Warning do not turn off your computer during this update!

As often as you've seen this message. You probably wondered what exactly would happen if I turned off the computer, or worse yet, lost power during the update. And what if Windows Update gets stuck and just never completes? Is it safe to restart the PC? Or you're doomed to have something go wrong. 

What if there's a power loss during the update process?

So here's the deal. Back when Windows Vista first came out, Microsoft was trying to find a way to make the update process a little more robust with more and more people getting updates delivered over the Internet. So they introduced a mechanism called Component-Based Servicing (CBS). There's a couple of things differently to ensure updates are installed correctly. First, it checks to make sure that all required files are present before starting the installation, and this is perhaps more relevant for what we're discussing today. It marks an update as complete. After it's installed, CBS is part of the underlying architecture of Windows Update, so if there's a power loss or you just unplug your computer during the update as part of some kind of masochistic experiment, it'll kick back in once you boot back into Windows and see that an update wasn’t it marked as complete. 

Now you won’t know why the update wasn't completed, but it also doesn't have to. Instead, CBS just rolls back whatever changes the update are made and restores whatever the previous state was before you started the install, allowing you to try again later without damaging anything on your PC. 

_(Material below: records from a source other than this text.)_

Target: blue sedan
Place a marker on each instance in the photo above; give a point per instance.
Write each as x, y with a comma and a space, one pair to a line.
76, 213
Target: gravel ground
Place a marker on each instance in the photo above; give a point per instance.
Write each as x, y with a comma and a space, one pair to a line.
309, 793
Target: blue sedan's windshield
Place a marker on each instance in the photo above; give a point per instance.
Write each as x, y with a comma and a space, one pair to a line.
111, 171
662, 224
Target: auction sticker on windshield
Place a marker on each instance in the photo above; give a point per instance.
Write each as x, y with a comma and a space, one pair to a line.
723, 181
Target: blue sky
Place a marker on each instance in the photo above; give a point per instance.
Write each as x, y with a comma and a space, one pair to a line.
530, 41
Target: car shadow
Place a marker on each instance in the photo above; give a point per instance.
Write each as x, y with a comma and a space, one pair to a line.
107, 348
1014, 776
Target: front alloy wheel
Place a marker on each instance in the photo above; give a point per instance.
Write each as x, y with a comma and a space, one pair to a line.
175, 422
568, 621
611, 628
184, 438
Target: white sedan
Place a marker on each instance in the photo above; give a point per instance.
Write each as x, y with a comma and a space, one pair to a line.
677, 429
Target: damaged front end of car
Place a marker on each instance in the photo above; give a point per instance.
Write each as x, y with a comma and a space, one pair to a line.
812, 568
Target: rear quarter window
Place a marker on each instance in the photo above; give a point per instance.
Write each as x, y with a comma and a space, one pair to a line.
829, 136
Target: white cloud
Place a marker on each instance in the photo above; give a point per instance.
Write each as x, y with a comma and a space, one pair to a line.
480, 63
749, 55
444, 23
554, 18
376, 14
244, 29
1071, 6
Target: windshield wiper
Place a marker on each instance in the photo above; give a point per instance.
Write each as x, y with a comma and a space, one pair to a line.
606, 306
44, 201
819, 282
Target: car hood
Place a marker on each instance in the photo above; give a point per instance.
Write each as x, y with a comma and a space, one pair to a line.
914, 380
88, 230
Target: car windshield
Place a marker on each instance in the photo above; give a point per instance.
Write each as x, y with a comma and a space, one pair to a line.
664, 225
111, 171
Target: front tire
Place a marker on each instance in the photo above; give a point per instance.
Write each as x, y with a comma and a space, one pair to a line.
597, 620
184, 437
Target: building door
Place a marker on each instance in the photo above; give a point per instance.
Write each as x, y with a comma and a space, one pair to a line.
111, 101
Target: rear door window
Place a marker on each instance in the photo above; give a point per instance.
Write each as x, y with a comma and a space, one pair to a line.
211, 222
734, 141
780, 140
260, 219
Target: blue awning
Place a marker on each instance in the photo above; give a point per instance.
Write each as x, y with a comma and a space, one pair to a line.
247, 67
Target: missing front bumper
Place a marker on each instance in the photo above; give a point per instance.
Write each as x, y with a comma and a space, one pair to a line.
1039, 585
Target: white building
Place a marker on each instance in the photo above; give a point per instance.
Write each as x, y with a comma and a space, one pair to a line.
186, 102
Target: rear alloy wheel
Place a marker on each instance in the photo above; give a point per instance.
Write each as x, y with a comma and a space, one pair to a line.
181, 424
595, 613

So, those, please do not turn off your computer messages don't always mean that you're at risk of some imminent catastrophe if you don't follow the instructions with a caveat. CBS obviously requires critical files that help run Windows itself in order for it to operate. So while CBS might work perfectly if the shutdown occurs while Windows is updating the GUI or installing some non-critical feature. You still might be in for a world of trouble if the power loss happens while core Windows components are being updated, and unfortunately, you've got no way of knowing when that's happening, because Windows doesn't tell you. 

The result can be anything from certain aspects of Windows not functioning correctly to Windows, refusing to boot at all, instead, giving you a blue screen of death, or simply a blank display when you try to start up the system. 

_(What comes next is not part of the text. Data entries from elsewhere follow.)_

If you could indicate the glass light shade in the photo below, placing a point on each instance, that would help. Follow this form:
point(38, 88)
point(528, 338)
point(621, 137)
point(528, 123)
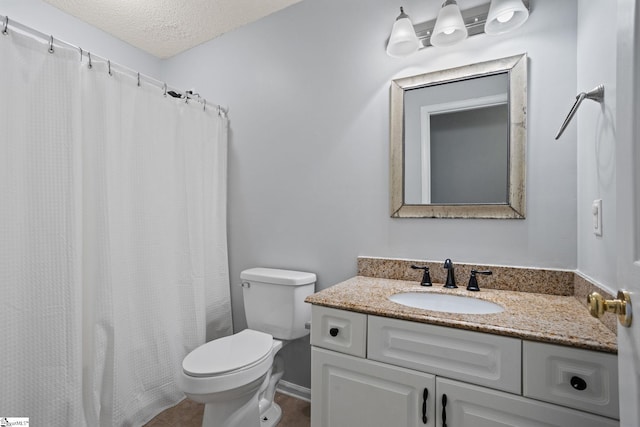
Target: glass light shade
point(403, 40)
point(505, 15)
point(450, 28)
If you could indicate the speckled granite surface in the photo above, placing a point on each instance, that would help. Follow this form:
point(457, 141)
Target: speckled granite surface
point(554, 319)
point(537, 280)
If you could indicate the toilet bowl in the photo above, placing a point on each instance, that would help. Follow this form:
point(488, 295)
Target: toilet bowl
point(236, 376)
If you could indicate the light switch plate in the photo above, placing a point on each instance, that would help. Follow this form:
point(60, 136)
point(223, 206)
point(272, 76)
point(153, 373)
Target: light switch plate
point(596, 210)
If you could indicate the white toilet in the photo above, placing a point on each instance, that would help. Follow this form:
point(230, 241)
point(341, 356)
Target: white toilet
point(236, 376)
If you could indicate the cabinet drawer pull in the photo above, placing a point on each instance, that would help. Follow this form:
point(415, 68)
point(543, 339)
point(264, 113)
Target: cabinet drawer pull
point(444, 410)
point(578, 383)
point(425, 395)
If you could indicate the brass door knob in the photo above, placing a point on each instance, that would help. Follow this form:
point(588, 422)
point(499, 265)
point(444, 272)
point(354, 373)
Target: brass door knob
point(620, 306)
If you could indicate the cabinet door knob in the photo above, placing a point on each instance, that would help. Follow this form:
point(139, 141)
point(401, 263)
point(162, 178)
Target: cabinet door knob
point(444, 410)
point(425, 395)
point(578, 383)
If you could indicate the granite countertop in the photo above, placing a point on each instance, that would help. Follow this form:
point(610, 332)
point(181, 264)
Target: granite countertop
point(531, 316)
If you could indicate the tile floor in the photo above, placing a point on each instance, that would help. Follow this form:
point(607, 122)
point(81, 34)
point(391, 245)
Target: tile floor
point(295, 413)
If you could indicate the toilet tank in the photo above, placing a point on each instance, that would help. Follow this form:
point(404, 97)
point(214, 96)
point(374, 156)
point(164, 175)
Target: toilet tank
point(274, 301)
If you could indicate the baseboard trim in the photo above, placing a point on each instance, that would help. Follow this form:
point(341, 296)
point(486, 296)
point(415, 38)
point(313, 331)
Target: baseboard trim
point(294, 390)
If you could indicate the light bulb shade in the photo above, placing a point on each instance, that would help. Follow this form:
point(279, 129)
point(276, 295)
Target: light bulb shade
point(504, 16)
point(450, 28)
point(403, 40)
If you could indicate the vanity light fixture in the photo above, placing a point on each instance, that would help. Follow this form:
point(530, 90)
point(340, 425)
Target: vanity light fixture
point(505, 15)
point(403, 40)
point(450, 28)
point(453, 25)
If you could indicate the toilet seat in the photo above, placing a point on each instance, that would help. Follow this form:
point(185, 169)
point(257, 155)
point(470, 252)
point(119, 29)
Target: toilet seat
point(228, 354)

But if this happens, try not to panic. Even the most disastrous failed updates shouldn't touch the personal data on the drive, so if your PC won't boot into Windows, you can use a Windows installation USB drive that you can easily create on another system and boot into that under "Troubleshoot" then you can use startup repair, fix the damaged windows files that are giving you the issue. Then if that doesn't work for some reason, you can always open up Command Prompt from that same USB, type in notepad.exe to open notepad, then use the "Open" command in Notepad to bring up the File Explorer window. That will allow you to copy any files you need to another storage device. Or the much easier way you can just remove the drive from your computer entirely connected as a secondary drive to a different PC and copy all your files that way, 

What if you feel like you have to restart during the update process? 

Because Windows Update is simply not moving and is simply stuck at a certain percentage for a very long time, even for hours. This can happen for any number of reasons. But if it's been stuck for an excessive period it looks like your drive isn't busy anymore, like the LEDs, not blinking, it probably won't hurt anything to restart the system and take another crack at it. Once it comes up, you can use a troubleshooter that's built into windows to clear the Windows Update cache. Which can often fix problems with Windows Update. Just type troubleshoot Windows Update into the Windows 10 search bar to find it. 

So bottom line, then try not to panic if your update gets interrupted. Far worse things could happen to your data, like getting malware and STUFF.